I also rewrote the disk7 download code (which has been refactored) be a
lot more robust. It's longer than it maybe needs to be, but it's going
the right direction.
Because the way we deal with the A2SETUP.img varies based on your OS,
there's a lot of platform-specific clutter. Not only that, the boot
block installation function has started to get rather unwieldy. So we
begin thinning it out a little.
This is the start of a major cleanup of the code in install-gsos.py
(which really is turning into install-a2boot.py). First, the code is
developing three levels of output: Silent, normal, and verbose. There
might eventually be also a fourth debug level, but that's not happening
yet.
Second, variable names just haphazardly chosen as I've been working on
this are being sanitized, made consistent, and otherwise improved.

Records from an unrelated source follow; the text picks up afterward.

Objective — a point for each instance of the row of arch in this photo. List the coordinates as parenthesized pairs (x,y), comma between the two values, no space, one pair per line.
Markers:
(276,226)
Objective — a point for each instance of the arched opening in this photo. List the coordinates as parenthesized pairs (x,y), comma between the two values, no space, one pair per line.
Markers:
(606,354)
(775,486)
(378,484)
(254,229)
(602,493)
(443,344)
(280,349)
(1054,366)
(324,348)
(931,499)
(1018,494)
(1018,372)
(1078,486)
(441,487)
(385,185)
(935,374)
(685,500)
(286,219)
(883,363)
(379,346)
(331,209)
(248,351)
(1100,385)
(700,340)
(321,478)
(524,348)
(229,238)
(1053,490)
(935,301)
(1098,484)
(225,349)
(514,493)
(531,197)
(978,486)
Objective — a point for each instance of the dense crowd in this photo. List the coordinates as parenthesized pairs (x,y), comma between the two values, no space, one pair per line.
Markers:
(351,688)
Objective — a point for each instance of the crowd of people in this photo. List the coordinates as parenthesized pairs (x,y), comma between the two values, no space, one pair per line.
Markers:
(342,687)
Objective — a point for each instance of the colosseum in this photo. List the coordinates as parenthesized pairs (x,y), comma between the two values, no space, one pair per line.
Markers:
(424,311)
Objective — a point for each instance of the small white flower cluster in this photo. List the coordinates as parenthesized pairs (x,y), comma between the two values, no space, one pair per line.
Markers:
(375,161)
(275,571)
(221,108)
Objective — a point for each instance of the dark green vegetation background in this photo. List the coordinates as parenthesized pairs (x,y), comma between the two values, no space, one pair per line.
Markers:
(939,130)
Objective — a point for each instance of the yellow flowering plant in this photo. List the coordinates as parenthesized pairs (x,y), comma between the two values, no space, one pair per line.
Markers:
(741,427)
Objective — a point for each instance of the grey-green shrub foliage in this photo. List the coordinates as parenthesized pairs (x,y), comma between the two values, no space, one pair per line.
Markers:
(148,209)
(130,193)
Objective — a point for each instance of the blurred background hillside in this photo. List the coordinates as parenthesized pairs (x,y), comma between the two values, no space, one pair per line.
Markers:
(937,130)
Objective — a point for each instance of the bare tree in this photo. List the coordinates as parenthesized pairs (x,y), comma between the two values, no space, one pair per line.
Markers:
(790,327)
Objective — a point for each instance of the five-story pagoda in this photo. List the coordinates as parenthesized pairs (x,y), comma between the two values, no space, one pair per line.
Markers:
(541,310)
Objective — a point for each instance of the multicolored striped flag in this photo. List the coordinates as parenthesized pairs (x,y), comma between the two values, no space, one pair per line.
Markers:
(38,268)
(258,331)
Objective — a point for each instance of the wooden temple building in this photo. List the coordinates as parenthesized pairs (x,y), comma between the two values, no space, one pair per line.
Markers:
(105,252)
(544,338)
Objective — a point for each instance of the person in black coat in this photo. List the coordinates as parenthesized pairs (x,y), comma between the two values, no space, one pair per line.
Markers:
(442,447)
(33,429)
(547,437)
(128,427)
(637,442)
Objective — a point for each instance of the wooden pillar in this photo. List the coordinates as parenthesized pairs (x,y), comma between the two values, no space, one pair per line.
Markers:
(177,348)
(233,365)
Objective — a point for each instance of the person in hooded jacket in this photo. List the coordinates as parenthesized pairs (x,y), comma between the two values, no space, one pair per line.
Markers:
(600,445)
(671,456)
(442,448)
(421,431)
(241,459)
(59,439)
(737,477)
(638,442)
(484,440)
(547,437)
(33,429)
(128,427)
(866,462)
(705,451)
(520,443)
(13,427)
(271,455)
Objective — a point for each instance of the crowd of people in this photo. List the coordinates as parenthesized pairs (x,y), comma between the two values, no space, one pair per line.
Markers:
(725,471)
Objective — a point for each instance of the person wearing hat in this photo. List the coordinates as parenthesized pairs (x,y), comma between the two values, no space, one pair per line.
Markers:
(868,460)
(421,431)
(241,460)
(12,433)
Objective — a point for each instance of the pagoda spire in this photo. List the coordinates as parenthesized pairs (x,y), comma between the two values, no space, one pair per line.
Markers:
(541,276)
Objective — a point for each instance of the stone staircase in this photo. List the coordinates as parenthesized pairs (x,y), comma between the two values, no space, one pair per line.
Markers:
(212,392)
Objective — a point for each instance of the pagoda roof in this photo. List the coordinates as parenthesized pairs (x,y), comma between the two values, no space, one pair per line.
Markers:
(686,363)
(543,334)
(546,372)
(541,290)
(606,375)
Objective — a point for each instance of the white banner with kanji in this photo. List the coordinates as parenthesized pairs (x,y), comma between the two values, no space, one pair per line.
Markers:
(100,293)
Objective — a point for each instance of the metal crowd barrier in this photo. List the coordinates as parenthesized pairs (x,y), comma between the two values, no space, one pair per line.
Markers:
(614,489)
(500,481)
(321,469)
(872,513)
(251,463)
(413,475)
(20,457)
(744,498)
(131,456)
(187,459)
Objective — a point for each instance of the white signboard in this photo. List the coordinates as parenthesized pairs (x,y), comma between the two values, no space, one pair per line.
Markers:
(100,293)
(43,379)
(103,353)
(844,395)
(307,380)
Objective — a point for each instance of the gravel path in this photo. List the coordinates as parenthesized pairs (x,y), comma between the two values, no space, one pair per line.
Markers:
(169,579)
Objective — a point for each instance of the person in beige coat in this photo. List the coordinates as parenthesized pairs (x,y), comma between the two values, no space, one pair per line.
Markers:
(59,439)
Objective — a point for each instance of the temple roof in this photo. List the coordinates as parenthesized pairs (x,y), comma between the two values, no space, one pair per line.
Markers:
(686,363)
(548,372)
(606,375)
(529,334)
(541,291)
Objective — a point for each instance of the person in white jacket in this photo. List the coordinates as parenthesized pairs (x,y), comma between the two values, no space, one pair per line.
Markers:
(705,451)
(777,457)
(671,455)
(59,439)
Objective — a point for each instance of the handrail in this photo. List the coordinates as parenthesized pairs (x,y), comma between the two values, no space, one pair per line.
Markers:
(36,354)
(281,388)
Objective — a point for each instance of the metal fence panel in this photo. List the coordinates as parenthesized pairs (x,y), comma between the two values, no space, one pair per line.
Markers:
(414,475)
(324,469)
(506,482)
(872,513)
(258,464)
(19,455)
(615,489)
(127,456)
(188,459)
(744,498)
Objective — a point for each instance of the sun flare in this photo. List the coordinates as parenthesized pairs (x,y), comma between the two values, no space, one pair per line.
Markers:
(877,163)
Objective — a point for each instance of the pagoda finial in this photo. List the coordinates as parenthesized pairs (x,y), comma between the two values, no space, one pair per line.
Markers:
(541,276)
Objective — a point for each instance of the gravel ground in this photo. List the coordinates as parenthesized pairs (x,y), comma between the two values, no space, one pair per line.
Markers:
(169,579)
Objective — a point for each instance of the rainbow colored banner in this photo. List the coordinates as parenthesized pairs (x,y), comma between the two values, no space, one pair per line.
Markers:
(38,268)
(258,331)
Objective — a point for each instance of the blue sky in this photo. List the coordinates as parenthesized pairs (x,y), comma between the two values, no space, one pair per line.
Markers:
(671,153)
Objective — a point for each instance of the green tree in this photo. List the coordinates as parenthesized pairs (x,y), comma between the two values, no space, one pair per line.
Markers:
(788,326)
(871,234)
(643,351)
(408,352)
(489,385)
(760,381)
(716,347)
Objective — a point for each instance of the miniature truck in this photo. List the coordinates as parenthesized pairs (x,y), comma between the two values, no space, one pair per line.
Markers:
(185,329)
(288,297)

Third (and this has only just begun), the code is being refactored a
bit for what belongs where. That will continue.
This isn't done, but it reflects largely starting over. The goal right
now is to install the boot blocks. To do this we need to:
* Find out if we need to install anything
* Download the disk image archive
* Extract the disk image from the archive
* Mount the image
* Copy the files out of the image
* Unmount the image
* Patch the files if they need patching
* Verify the files are patched correctly
The branching possibilities for installing the disk images are:
1. That the image is currently always a .sea.bin file. In future, it
might not be! After all, the other six disk images are available
multiple places and they're not stored as self-extracting images in
MacBinary format.
2. That there are three different ways I know of to extract the HFS disk
image: Mount it as a loop filesystem (Linux), attach it as a disk
image file (OS X), or extract its contents using hfsutils which
should be able to run just about anywhere. Of course hfsutils has an
additional branch in that hfsutils "sanitizes" the files you copy out
of it for you in ways we don't want, so we need to know the file
names it uses so we can change them back to OS X expectations.
3. How are we installing these files? If we're installing them for
netatalk, we need to rename a file. If just to a UNIX path, that's
something different. If there was some reason to package them in
ProDOS format, again, we need to do something different.
At this time, since I'm developing this on a Mac, I'm assuming .sea.bin
with an 800k image, I'm implementing hdiutil to mount the image, and
I'll implement the UNIX naming first (so as Mac/Linux mount the files.)
Next I'll implement renaming for netatalk and hfsutils. I'll check it
out on the pi and implement the Linux filesystem mounting probably last,
then clean it up to behave more like Python is supposed to if I can
before I start on the GS/OS install itself.
I need a better MacBinary unpacker than unar gives me. The way that
works right now is just clumsy.
I'm not real happy with how I'm doing this. It's obviously not as clean
or as simple as a shell script would be, but that's to be expected since
we have to emulate with those shell commands--whole programs in their
own right--do. But right now, the logic doesn't flow right either for a
structured program or an unstructured shell script. Probably trying to
do too much in one go there.
This script replaces--or rather will eventually replace--the bash script
that installs netboot files in /media/A2SHARED. It generally is going
to be implemented for now as a copy of the shell script, not quite
verbatim. For example, rather than run individual commands with sudo,
it re-runs itself with sudo. And rather than force scriptURL to include
a trailing slash, it explicitly chops the slash off to behave more like
you'd expect directories to.
Also, the body of installing the netboot files will be built as a
function rather than as straight script execution. Basically the idea
there is to begin breaking the components of the netboot script into
their own functions that can be accessed independently in the future.
One step at a time there.
Anyway, very little of the script is done yet. This is just to begin
the process and perhaps elicit some feedback if I'm really doing
something totally wrong here--my python's a little rusty.